病気のせいでだんだん、できないことが増えてきた。
 家族のことを忘れ。
 自分のことを忘れ。
 お箸の持ち方やトイレの使い方を忘れ。
 言葉も忘れてしまって、ほとんどしゃべらなくなった。
 お風呂で「一緒に歌を歌いましょう」と声をかけたときに
 「それがいいです」
 とおっしゃったのが、今日聞くことのできた唯一の言葉。
もちろん文字の読み書きもとっくに忘れている。
 それでも一日の最後には、他の皆さんといっしょに日記をつけてもらうことにしている。

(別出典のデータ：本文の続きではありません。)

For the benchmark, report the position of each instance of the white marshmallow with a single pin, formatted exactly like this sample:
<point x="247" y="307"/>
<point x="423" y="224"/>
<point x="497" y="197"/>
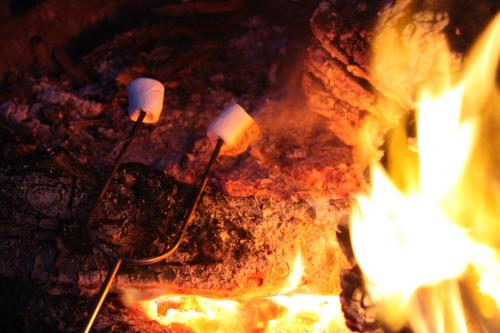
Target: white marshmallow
<point x="230" y="125"/>
<point x="146" y="95"/>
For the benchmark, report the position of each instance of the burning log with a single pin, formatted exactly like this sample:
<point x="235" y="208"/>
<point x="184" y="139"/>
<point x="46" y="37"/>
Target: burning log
<point x="229" y="249"/>
<point x="341" y="82"/>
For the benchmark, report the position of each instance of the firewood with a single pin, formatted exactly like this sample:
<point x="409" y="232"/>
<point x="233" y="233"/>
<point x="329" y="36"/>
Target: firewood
<point x="199" y="6"/>
<point x="235" y="246"/>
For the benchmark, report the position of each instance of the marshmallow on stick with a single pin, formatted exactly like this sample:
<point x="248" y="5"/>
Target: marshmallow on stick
<point x="146" y="95"/>
<point x="235" y="127"/>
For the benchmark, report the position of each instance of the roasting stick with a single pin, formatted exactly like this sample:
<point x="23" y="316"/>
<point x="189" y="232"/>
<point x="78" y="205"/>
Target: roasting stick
<point x="231" y="129"/>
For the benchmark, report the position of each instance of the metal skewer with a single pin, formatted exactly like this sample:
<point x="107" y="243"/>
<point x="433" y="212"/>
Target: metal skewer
<point x="148" y="260"/>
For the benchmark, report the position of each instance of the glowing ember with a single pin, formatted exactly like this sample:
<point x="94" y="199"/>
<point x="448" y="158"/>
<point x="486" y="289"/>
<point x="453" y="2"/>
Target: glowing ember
<point x="286" y="312"/>
<point x="429" y="225"/>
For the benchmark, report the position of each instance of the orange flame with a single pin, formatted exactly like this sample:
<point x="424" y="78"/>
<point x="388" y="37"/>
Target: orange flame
<point x="288" y="311"/>
<point x="432" y="219"/>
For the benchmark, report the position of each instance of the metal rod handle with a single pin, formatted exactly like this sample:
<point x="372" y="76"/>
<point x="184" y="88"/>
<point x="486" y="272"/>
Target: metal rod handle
<point x="106" y="286"/>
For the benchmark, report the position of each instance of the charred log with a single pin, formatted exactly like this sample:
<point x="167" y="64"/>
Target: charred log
<point x="235" y="246"/>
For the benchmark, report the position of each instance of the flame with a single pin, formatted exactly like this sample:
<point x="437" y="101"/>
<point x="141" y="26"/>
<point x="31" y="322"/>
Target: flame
<point x="429" y="224"/>
<point x="288" y="311"/>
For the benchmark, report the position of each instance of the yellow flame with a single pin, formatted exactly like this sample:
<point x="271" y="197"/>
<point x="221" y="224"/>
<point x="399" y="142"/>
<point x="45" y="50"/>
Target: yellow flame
<point x="434" y="214"/>
<point x="286" y="312"/>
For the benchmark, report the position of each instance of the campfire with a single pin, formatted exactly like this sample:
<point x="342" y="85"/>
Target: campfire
<point x="319" y="167"/>
<point x="426" y="233"/>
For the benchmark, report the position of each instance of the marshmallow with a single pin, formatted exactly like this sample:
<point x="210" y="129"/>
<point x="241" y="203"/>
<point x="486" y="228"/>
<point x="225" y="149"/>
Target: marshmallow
<point x="146" y="95"/>
<point x="235" y="127"/>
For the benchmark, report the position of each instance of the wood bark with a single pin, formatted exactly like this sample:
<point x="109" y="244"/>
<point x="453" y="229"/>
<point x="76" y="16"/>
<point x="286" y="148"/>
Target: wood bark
<point x="234" y="247"/>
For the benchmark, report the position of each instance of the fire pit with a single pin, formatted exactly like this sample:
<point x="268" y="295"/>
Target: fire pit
<point x="292" y="234"/>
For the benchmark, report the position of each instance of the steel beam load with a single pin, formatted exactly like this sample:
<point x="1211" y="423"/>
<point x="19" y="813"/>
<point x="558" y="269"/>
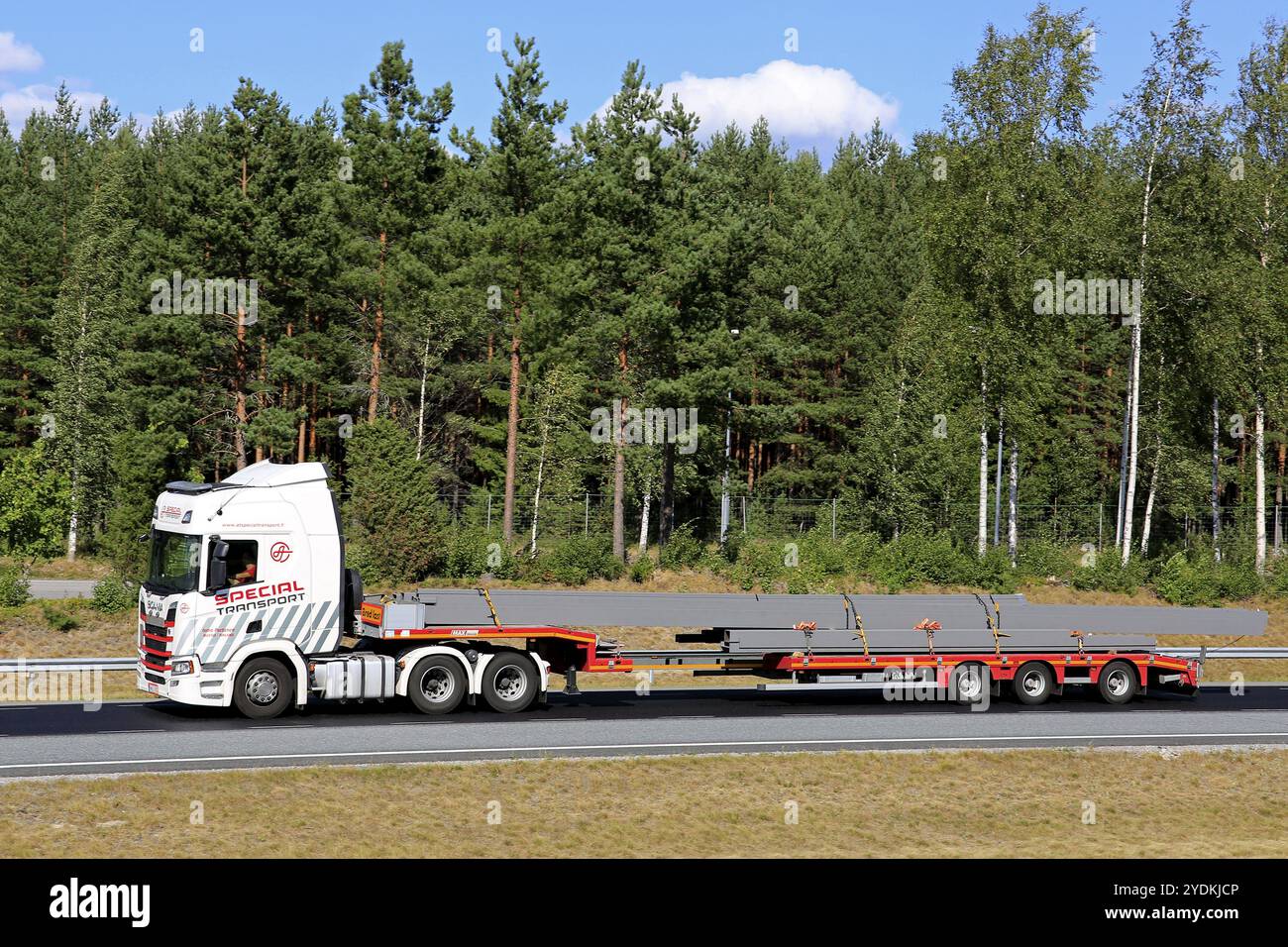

 まだ体が覚えているのか、なんとか鉛筆を持ち、ノートに向かう。
 文字が思い出せないため、もどかしげに鉛筆を押し付けて描くのは、ぐるぐる巻のような、ひっかいたような、のたくったような線ばかりだ。
文字とも呼べない線が波打つ中。
 1か所だけ、ちゃんとした平仮名があった。
 その言葉は、読めない黒い線の中から燦然と浮かび上がって見えた。
たった一言。
 『たのしかった』
 と。
「これ見てください!」
 私は先輩と上司のところにノートを持って行った。
 「これAさん!?」
 「すごい!」
 2人ともびっくり仰天して喜んだ。
 「まだ書けるんだねえ」
 「上手だねえ」
その「たのしかった」は、まわりの人に言われて書いただけ、らしいんだけど。
 手の平から砂がこぼれ落ちるようなAさんの中に、少しでも「たのしかった」という感想が残ってくれていたら嬉しいな、と私たちは思った。
そのあと上司は利用者さんたちに
 「みなさん長生きして、100才になっても120才になっても、ここに来てくださいね!」
 と言っていた。
 「Aさんもよ!アルト歌える人は貴重だからずーっと来てくれないと困るよ!」
 いつまでも末永くAさんと歌えますように!
今日もごはんをいっぱい食べたサンジ。この元気も、いつまでも末永く続きますようにー!